President Donald Trump’s budget blueprint for FY 2020 has set off a fresh round of scrutiny and recriminations, with transportation leaders criticizing its proposed cuts in the sector and lamenting the state of the nation’s infrastructure.
The budget plan, entitled “A Budget for a Better America,” is highly unlikely to become law, but sets out the White House’s financial priorities. And it has left advocates for transportation and infrastructure fuming, in part for proposing a 22% cut in the U.S. Department of Transportation’s (USDOT) discretionary funding, but also because they say it does not do enough to push national infrastructure legislation.
“The Administration’s Fiscal Year 2020 budget request is a missed opportunity to increase investment in improving and expanding public transportation at a time when there is strong bipartisan support and a critical need for modernizing America’s infrastructure,” American Public Transportation Association (APTA) president and CEO Paul Skoutelas said in a statement when the budget was released.
Included in the administration’s budget proposal is a plan to rebuild the nation’s infrastructure that it says would generate at least $1 trillion in investment. House Transportation and Infrastructure Committee Chair Peter DeFazio, D-OR, accused Trump of “recycling” the plan he released last year to great fanfare. That plan requested $200 billion in federal funding, with the onus on states and localities to provide more of their own funding, but it died in Congress, to the frustration of city leaders.
There was renewed hope after the November mid-term elections that Congress would try again, and at a hearing on the subject, there appeared to be bipartisan willingness to raise the federal gas tax for the first time since 1993 to help pay for infrastructure fixes.
But the task isn’t getting any easier, according to a new report released by APTA, to coincide with its annual legislative conference in Washington, DC. In it, the association says there are critically-needed investments totaling at least $232 billion for public transit, and includes major priorities like repair and maintenance as well as forward-thinking initiatives such as electrification.
"Unfortunately, public transit is the poster child in many respects for the lack of infrastructure investment in our country,” Skoutelas said at a press conference held to unveil the report.

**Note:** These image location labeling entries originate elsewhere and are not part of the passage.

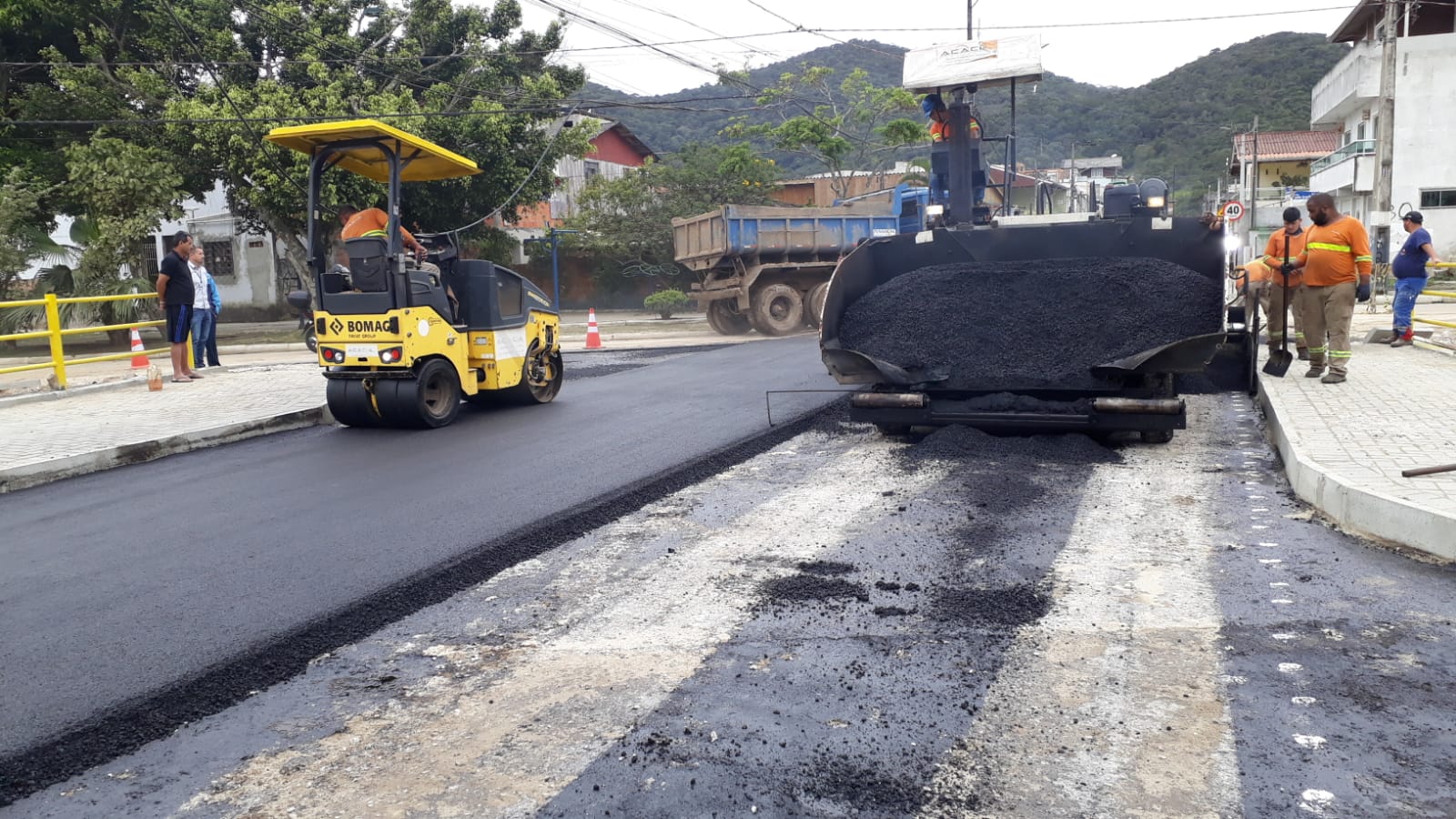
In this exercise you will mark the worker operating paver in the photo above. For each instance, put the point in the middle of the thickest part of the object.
(1337, 254)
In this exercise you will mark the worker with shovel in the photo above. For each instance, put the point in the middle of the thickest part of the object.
(1285, 288)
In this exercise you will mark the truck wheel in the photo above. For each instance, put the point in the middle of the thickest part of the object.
(814, 305)
(725, 318)
(351, 404)
(427, 401)
(778, 309)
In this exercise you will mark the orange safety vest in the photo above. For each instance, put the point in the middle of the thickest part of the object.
(941, 131)
(1337, 252)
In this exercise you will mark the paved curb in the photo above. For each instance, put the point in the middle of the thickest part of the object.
(85, 464)
(1356, 509)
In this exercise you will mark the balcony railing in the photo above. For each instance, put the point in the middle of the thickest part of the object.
(1359, 147)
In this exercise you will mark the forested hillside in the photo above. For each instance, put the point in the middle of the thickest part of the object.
(1178, 126)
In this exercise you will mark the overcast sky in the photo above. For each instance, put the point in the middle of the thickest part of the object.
(1125, 55)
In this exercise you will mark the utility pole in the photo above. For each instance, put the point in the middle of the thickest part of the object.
(1251, 205)
(1385, 137)
(1072, 177)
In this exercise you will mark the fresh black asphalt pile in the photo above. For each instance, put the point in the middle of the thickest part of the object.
(1030, 324)
(863, 668)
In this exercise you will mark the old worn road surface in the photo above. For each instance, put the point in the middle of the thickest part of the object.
(854, 625)
(121, 584)
(841, 624)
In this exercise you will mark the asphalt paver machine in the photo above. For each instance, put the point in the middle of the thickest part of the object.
(987, 382)
(402, 344)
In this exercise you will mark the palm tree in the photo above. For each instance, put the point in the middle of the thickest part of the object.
(917, 172)
(79, 268)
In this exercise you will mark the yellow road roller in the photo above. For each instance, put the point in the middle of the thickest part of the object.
(402, 343)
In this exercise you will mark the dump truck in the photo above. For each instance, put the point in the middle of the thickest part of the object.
(1031, 324)
(399, 341)
(768, 267)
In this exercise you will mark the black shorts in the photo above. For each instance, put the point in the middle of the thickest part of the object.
(179, 322)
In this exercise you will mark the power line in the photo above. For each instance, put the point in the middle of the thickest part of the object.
(426, 60)
(761, 6)
(1031, 26)
(664, 106)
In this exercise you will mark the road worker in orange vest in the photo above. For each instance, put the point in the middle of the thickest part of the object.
(1337, 274)
(939, 116)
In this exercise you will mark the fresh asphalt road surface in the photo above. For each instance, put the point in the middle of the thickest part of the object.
(124, 581)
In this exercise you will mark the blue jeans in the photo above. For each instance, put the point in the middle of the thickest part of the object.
(1405, 293)
(201, 329)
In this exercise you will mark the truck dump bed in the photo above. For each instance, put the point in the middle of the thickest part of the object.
(1040, 327)
(778, 234)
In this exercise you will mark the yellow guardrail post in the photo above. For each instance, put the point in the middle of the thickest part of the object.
(53, 325)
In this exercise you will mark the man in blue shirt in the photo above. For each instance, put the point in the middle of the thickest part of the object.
(1410, 276)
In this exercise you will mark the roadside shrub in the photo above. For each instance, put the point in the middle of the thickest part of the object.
(667, 302)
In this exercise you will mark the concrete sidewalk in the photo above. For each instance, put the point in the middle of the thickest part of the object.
(99, 429)
(1346, 445)
(109, 417)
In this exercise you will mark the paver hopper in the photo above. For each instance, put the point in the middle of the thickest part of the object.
(1135, 392)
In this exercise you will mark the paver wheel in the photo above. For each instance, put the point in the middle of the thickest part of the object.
(778, 309)
(725, 318)
(814, 305)
(351, 404)
(427, 401)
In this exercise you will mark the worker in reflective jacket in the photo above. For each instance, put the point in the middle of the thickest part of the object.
(1288, 244)
(939, 116)
(371, 222)
(1337, 274)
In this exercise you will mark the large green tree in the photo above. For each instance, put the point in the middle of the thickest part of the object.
(22, 239)
(848, 127)
(204, 80)
(628, 222)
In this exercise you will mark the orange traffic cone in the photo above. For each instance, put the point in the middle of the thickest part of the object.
(593, 334)
(138, 356)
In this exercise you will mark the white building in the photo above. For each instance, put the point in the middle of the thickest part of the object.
(1271, 174)
(1347, 99)
(245, 266)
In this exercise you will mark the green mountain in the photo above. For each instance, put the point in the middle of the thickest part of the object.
(1178, 127)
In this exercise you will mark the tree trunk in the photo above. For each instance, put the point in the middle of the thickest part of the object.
(295, 252)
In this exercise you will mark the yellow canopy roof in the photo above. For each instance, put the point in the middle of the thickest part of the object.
(421, 159)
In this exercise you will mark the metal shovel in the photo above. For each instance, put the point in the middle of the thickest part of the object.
(1281, 359)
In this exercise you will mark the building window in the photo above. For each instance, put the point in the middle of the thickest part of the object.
(218, 259)
(1441, 197)
(147, 252)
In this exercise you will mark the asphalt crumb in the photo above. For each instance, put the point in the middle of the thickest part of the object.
(1008, 605)
(810, 588)
(871, 792)
(824, 567)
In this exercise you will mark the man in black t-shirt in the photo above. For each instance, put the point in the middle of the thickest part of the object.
(175, 290)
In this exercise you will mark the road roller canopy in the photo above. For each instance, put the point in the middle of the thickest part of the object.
(360, 145)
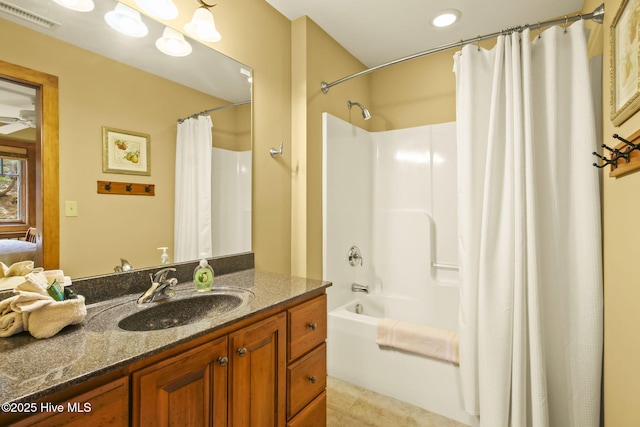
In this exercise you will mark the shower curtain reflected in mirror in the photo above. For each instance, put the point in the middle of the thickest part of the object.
(529, 230)
(192, 230)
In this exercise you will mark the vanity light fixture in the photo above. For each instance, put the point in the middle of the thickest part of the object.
(173, 43)
(161, 9)
(126, 21)
(77, 5)
(446, 17)
(202, 26)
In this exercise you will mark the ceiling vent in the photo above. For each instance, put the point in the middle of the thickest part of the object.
(26, 15)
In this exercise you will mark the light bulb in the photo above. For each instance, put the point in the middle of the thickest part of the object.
(173, 43)
(77, 5)
(202, 26)
(126, 21)
(446, 18)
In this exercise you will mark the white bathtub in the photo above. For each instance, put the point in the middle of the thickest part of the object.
(354, 357)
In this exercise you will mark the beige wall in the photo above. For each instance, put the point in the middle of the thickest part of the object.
(621, 205)
(316, 58)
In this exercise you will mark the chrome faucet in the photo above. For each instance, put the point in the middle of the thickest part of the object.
(160, 286)
(355, 287)
(124, 267)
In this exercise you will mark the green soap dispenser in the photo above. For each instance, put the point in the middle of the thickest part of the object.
(203, 276)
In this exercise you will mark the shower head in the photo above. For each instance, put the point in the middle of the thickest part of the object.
(365, 113)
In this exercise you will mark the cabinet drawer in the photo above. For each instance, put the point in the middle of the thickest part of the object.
(307, 326)
(314, 415)
(306, 379)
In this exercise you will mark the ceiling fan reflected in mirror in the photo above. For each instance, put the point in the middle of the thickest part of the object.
(26, 119)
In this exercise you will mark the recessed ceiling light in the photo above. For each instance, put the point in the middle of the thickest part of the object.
(77, 5)
(446, 17)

Those present said the lack of investment in public transportation has meant that equipment like rail cars and buses are coming to the end of their useful lives with no replacements in mind, while train tracks and storage facilities are also showing their age, even in systems that are relatively young.
Dorval Carter, president of the Chicago Transit Authority (CTA), said no private business would have to do what transit has to do with respect to infrastructure. He also pointed out that investing in transit makes sense; APTA says for every dollar spent on public transport, $4 is generated for the economy.
"I think it's safe to say that no company in the private sector would continue to operate with the type of infrastructure that we operate with, without making plans to replace and renew it,” Carter said. “It would be just good business sense, and that's really what we're talking about here when we talk about the need for an investment in transit: it's a business investment."
APTA also said the budget plan for cutting funding to the Federal Transit Administration (FTA) from $13.4 billion in FY2019 to $12.4 billion in FY2020 was not good enough. But during a keynote speech, acting FTA Administrator K. Jane Williams said things are moving forward. She cited an increase in Capital Investment Grant (CIG) funding to help with paying for transit projects as an example; the program would receive $500 million under this blueprint, having received no dollars in the previous two budgets.
"This is progress. It's not perfection, but it is progress, and I think recognizing that is important,” Williams said. “We have put those investments out there in that budget as a way to say we recognize there are needs in transit."
In the press conference, Skoutelas said that money barely scratches the surface of the country’s infrastructure needs, and a bigger investment must be made on something he said is "really not a partisan issue."
“Clearly we're saying yes, we want the continued investment, we want the continued federal role,” Skoutelas said. “The locals have been stepping up in terms of more of their investment to match federal dollars, but there's a far greater need."
Despite the previous false starts and broken promises, Skoutelas said he is still hopeful Congress can get something done on infrastructure, especially as public support is high and people are willing to pay higher taxes and tolls if it pays for such fixes.
"I can't recall a time when the topic of infrastructure and transportation investment has been so readily discussed by the administration, often commented by the president and certainly in Congress,” he said. “There's great interest there, so if the parties can come together with a common goal of making an infusion that really begins again to address the transportation needs in our communities across the country, I think there's an opportunity."